Pakistan’s population is about 96 percent Muslim while India’s is about 80 percent Hindu and about 14 percent Muslim.
Their clashes over Kashmir — which both nations claim — is inherently a war over territory, not religion. The Hamas war on Israel is religiously-based and thus much harder to end far less deter.
Neither war will end. They are both forever wars but the differences between them — one about territory and one about religion — is the key.
In 1648 Europe ended its internecine wars over the differences in Christianity with the Treaty of Westphalia, which recognized separate nationalities and religious rights. Wars continued in Europe — e.g., the Napoleonic Wars and World War One — but they were over territorial ambitions, not religion. By contrast, World War Two — which was based on ideology and propelled by the quasi-religious beliefs in Germany’s racial superiority and Japanese Shintoism — had to be fought to the end.
In the aftermath of World War Two another factor came into play. The enormous wealth of Islamic states made them a major player in world events. Islam is far less susceptible to deterrence because it compels its believers to conquest.
The war over Kashmir will go on, propelled by Muslim terrorism as well as Pakistan’s interest in taking Kashmir. But the two adversaries seem to be able to settle their differences because both are rational in Western terms: neither wants a nuclear war.

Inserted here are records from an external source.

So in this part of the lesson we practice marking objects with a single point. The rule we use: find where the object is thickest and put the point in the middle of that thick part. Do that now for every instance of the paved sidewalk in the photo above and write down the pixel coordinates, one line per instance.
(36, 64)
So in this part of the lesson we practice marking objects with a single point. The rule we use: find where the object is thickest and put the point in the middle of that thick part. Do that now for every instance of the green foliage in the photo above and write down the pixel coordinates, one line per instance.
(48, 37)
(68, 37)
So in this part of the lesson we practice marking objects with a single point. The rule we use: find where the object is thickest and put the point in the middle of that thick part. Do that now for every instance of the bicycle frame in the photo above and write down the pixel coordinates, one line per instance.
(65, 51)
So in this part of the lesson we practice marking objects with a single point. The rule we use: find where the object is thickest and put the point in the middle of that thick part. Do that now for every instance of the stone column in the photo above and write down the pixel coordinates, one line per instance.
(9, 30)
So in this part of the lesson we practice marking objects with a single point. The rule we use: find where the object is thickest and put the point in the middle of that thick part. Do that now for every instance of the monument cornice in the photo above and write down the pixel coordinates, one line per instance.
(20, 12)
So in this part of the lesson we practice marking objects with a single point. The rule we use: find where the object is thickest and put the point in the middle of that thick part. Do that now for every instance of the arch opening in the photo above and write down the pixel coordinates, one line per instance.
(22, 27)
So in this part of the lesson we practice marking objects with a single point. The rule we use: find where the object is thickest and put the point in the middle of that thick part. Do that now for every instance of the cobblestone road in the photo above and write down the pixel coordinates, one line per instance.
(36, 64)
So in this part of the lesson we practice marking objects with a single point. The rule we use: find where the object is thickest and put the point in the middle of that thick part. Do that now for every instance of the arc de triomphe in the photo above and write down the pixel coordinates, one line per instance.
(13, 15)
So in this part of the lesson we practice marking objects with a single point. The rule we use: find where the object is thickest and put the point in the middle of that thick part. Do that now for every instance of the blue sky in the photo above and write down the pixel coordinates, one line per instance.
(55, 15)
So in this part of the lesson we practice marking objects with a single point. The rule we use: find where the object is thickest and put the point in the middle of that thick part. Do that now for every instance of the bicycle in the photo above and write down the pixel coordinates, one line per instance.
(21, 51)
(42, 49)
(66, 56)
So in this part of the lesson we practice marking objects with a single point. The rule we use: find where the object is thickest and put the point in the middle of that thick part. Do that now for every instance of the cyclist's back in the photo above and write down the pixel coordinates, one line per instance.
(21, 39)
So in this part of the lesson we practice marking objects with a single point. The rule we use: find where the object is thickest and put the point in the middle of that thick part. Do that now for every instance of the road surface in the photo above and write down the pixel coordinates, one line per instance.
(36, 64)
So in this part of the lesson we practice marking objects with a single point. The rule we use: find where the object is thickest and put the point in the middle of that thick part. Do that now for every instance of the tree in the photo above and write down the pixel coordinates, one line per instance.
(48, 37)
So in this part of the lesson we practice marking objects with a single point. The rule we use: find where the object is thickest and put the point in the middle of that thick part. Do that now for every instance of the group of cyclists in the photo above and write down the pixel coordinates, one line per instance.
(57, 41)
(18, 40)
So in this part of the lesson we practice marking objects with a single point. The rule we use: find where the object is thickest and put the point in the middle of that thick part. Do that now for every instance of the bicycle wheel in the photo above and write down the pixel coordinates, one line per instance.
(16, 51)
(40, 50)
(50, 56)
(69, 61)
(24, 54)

The war between Israel and Hamas, Hizballah, and the Houthis is propelled by Iran. It won’t end even with cease-fire agreements. This war is vastly more dangerous to us and to Europe because Iran, if it obtains nuclear weapons, will not be governed by rationality as India and Pakistan are, at least at this point. Iran’s religious motivation cannot abide the existence of Israel. As long as the ayatollahs rule Iran, the war won’t end.
The Houthi attacks on Red Sea shipping and U.S. naval vessels are ended, for a time, by the cease-fire agreement Trump obtained. The American air attacks on the Houthis were an effective deterrent against them at least until Iran can rearm them. But even the Israeli destruction of the international airport in Sana’a wasn’t enough to prevent the post-agreement attack by a missile the Houthis fired at Israel.
Iran cannot be deterred for long because of its religious motivation to destroy Israel. Why, then, is Mr. Trump trying to obtain another nuclear weapons deal with Iran?
Deterrence works when the enemy is certain that its destruction will be brought about by an attack. But religious motivation can overcome deterrence. Ours is failing because most of our enemies — Russia, China, Iran, and North Korea — are not sure we will strike back beyond their ability to survive, if at all.
Credibility of deterrence means credibility in military power. As Washington said, to ensure peace we need to prepare for war and so do our allies. Israel, in a unique position, has been suffering war since its creation. A nation cannot be at war forever. That means the survival of Israel or the ayatollahs’ regime in Iran, which are mutually exclusive.